The leaks on the budget deal are flowing out of the Capitol, but without a view of the whole package it’s impossible to make intelligent comment on any trade-offs that make up the deal. Numbers were attached to the tax side of the proposal, but without knowing about spending cuts, economic stimulus, or spending restraints we are looking at only one side of the painting.
According to reports, the tax increases are temporary, although there may be one–a 12-cent increase per gallon of gasoline–that could be permanent. Other tax increases reported: The sales tax will increase one-cent, the vehicle license fee will jump from .65% to 1.15%, not back to the 2% level where it stood when Governor Schwarzenegger cut it in 2003, and a surcharge will be placed on income taxes. It is unclear if that increase applies only on taxable income over one-million dollars or to other income taxpayers as well.
None of this is acceptable without counterbalancing methods to restrict spending and juice the economy so we’ll have to see what the whole package looks like. Even without knowing the spending side measures, it is safe to say these tax increases will put a strain on California’s economic activity and attempts to recover.
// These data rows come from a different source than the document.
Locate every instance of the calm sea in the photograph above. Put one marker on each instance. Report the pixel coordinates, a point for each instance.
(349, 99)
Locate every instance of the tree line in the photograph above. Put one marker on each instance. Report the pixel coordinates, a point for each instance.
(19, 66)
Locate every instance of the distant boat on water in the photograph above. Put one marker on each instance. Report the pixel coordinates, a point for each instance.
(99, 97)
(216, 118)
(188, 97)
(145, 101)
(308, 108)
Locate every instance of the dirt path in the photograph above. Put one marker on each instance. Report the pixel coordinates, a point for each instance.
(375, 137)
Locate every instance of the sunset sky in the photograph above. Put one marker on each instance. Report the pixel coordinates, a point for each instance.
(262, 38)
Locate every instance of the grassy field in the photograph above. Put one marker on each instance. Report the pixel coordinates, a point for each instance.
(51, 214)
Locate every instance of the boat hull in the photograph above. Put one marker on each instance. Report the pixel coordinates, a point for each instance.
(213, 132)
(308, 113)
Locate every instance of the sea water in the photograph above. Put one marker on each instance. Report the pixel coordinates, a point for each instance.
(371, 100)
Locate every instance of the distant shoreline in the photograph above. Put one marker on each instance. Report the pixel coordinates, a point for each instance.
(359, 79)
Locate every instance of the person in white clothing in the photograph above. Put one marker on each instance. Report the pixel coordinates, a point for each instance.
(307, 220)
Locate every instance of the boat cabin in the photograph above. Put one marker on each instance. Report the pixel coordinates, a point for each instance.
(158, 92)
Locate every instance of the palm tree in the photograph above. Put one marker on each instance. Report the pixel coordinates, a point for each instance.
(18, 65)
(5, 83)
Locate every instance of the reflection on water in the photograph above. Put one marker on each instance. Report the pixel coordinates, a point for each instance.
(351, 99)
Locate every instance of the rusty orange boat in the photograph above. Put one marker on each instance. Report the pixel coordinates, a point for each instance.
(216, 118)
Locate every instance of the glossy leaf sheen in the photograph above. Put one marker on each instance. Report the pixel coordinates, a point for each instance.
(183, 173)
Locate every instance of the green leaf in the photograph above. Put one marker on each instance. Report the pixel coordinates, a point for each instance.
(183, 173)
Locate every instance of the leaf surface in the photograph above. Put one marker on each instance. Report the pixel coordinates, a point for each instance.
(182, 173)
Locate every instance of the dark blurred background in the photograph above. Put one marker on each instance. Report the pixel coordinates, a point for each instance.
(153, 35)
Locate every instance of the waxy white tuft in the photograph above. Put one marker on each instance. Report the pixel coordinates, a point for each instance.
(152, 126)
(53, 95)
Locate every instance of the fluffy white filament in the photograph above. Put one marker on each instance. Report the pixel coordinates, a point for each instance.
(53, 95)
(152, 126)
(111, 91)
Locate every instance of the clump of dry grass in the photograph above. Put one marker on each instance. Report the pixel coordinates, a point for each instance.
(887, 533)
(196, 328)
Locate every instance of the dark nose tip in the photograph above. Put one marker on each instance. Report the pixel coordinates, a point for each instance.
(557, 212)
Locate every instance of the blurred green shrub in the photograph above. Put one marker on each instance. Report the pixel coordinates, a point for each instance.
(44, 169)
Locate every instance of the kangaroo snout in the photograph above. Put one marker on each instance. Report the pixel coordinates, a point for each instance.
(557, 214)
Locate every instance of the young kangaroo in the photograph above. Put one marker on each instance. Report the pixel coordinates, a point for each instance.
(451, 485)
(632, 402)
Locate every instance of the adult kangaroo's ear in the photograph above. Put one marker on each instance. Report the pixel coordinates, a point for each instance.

Once again, it appears the state will rely on high-end taxpayers to bring in more revenue, a formula that has caused ups and downs in budget revenues in recent years. With a sales tax that hovers around 10% in some counties, sales could be hurt and avoidance through Internet purchases would increase. With the price of gasoline going up, consumers will not welcome the 12-cents a gallon tax increase. The vehicle license fee, while not at the 2% level it was previously, still would be above the 1% rate that would be appropriate, for the VLF is a fee in lieu of the property tax, and California has well established the property tax rate at 1%.
The breadth of these tax increases is extraordinary and potentially debilitating to the economy and to struggling taxpayers. But these are extraordinary times and now the focus turns to the spending side.
A spending restraint of undetermined structure would be placed on a special election ballot this year we are told. If voters back the spending limit, the temporary taxes last five years. If the voters say no they disappear after two years.
I have written previously that a sunset provision would be necessary to prohibit spending interests from going after a spending limit. This proposal seems to do the trick. However, those spending interests may decide to gamble anyway. Live with two-year taxes and oppose the spending limit with the thought that they can convince the voters to support permanent tax increases for their popular missions through an initiative in a future election.
If that is the gamble of spending interests, they may want re-think things when they hear the reaction of voters to the tax increase proposals. I expect the voters will be extremely displeased. In the end, they may accept some taxes if they think a fair deal is in place, but if there is an attempt to undercut the deal by opposing a spending limit, no tax increases will be passed for a long while.
We can just make conjectures or open fire on the plan now, but it is fruitless until we see the whole program.